Simply put, mindfulness is when you are "mindful" of the thinking going on in your head. Weird, right? At first I thought, "but there's no one in my head but me!" It certainly feels that way. But Tolle made a point that sticks with me. When he was living in England, he rode the subway with a woman every morning who talked out loud to herself. He figured this woman was nuts, seeming to have a conversation out loud with herself. He explains the experience in an interview with Krista Tippet:
I would sometimes see her on the train. I call it the tube, the subway, in the morning. And she would continuously talk to herself or, rather, to an imaginary person in a very angry voice. Continuously complaining, "And then he did this to me.

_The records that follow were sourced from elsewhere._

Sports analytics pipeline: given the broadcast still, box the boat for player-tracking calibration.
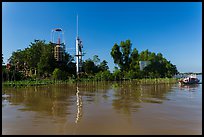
[178,74,200,84]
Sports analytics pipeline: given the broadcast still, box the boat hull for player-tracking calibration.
[179,79,200,85]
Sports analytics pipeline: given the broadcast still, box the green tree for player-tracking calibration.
[37,43,56,77]
[93,55,100,65]
[144,56,178,78]
[130,48,139,71]
[94,70,112,81]
[120,40,132,71]
[111,40,132,71]
[110,43,122,68]
[149,52,156,62]
[64,53,76,76]
[112,67,123,81]
[110,40,178,79]
[83,59,95,75]
[26,40,44,69]
[139,49,150,61]
[8,49,26,70]
[52,68,62,80]
[156,53,163,62]
[7,39,77,80]
[98,60,109,72]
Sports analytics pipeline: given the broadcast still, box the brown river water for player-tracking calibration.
[2,77,202,135]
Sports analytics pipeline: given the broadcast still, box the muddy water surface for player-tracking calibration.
[2,79,202,135]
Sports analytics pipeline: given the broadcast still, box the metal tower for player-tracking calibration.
[75,15,83,75]
[51,28,65,62]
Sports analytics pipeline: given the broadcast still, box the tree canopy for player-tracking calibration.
[3,39,178,82]
[110,39,178,78]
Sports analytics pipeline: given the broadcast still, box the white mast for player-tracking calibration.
[76,15,83,76]
[77,15,78,38]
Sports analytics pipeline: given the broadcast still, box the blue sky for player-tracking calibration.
[2,2,202,73]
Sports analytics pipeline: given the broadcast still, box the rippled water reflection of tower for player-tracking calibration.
[51,28,65,62]
[75,85,83,124]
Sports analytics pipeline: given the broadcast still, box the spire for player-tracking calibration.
[77,14,78,37]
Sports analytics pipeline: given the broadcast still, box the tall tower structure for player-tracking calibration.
[51,28,65,62]
[76,15,83,75]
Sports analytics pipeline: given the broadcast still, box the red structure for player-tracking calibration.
[51,28,65,62]
[6,63,11,70]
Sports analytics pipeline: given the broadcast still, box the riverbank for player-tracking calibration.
[2,78,178,88]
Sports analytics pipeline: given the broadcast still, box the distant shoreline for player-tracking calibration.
[179,72,202,75]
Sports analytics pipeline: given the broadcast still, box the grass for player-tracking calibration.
[2,79,68,88]
[2,77,178,88]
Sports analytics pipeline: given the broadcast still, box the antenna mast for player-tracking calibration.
[75,15,83,76]
[77,14,78,37]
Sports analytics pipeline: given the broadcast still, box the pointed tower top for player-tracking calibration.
[77,14,78,37]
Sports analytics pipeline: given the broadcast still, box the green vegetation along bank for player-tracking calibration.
[2,78,178,88]
[2,39,179,86]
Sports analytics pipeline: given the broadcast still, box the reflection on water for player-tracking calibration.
[178,84,200,92]
[111,83,172,114]
[2,81,202,135]
[75,85,83,123]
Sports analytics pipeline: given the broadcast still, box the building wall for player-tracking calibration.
[139,61,151,71]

Then he said, and I said — then how dare he tell me this," and I watched in amazement how can anybody be so insane and still apparently have a job? Because she would catch the subway every morning.
One day I was sitting opposite her on the subway, and she got off at the same station that I needed to get off to go the university library. I followed her, and we got closer and closer and finally I realized, oh, my God, she's going to the university.

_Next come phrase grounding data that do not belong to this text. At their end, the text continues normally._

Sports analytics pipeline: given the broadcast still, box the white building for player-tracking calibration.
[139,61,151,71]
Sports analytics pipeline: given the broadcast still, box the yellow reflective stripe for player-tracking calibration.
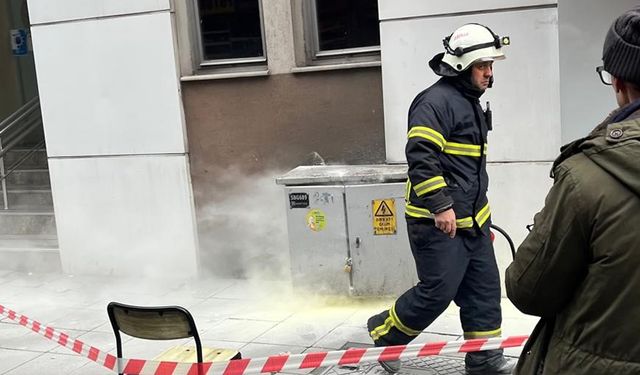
[407,203,473,228]
[408,126,446,150]
[464,328,502,339]
[369,305,422,340]
[444,149,481,157]
[446,142,482,151]
[475,202,491,227]
[405,203,432,219]
[390,304,421,336]
[409,126,446,145]
[370,315,393,340]
[484,143,488,155]
[413,176,447,196]
[405,179,411,201]
[456,217,474,228]
[443,142,482,157]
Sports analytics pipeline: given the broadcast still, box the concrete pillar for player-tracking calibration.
[558,0,640,143]
[27,0,199,277]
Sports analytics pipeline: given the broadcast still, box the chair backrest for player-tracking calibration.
[107,301,204,372]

Because at that time, I still thought the university was the great temple of knowledge, and all the answers — the professors and so on, they had all the answers and I would eventually find them too. I was washing my hands in the bathroom and I thought, "My God. Her voice. She never stops talking." And I suddenly realized, well, I do that too, except that I don't do it out loud. And then I thought, "I hope I don't end up like her," and somebody next to me looked at me and I suddenly realized in shock that I had actually said these words aloud just like her. I said, "I hope I don't end up like her." [Laugh] So I realized my mind was as incessantly active as hers.

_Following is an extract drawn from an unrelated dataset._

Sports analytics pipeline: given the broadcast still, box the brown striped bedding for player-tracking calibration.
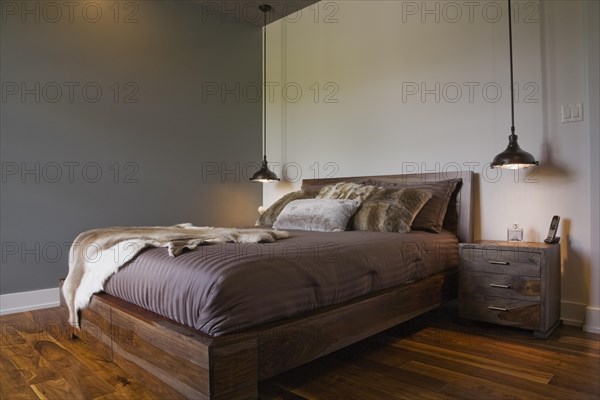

The point Tolle makes is that we are all having these conversations with ourselves in our heads, and for most of us these conversations happen all the time. For many people, these conversations lead our lives and make us unhappy or angry or frustrated or depressed, or worse.
Mindfulness is when you are aware of those thoughts. It means you slow down enough to be, what Tolle calls, "conscious." You notice the thoughts and make sure they are not driving you the wrong way. And when those thoughts tell you that you're "stupid" or "fat" or "slow" or "doing this wrong" or "you'll never get it right" or "he/she will never love me" . . . you stop and recognize that those thoughts aren't YOU. It is the ego.
Ok, so this is a pretty basic explanation of mindfulness. Good thing there'll be more posts about it!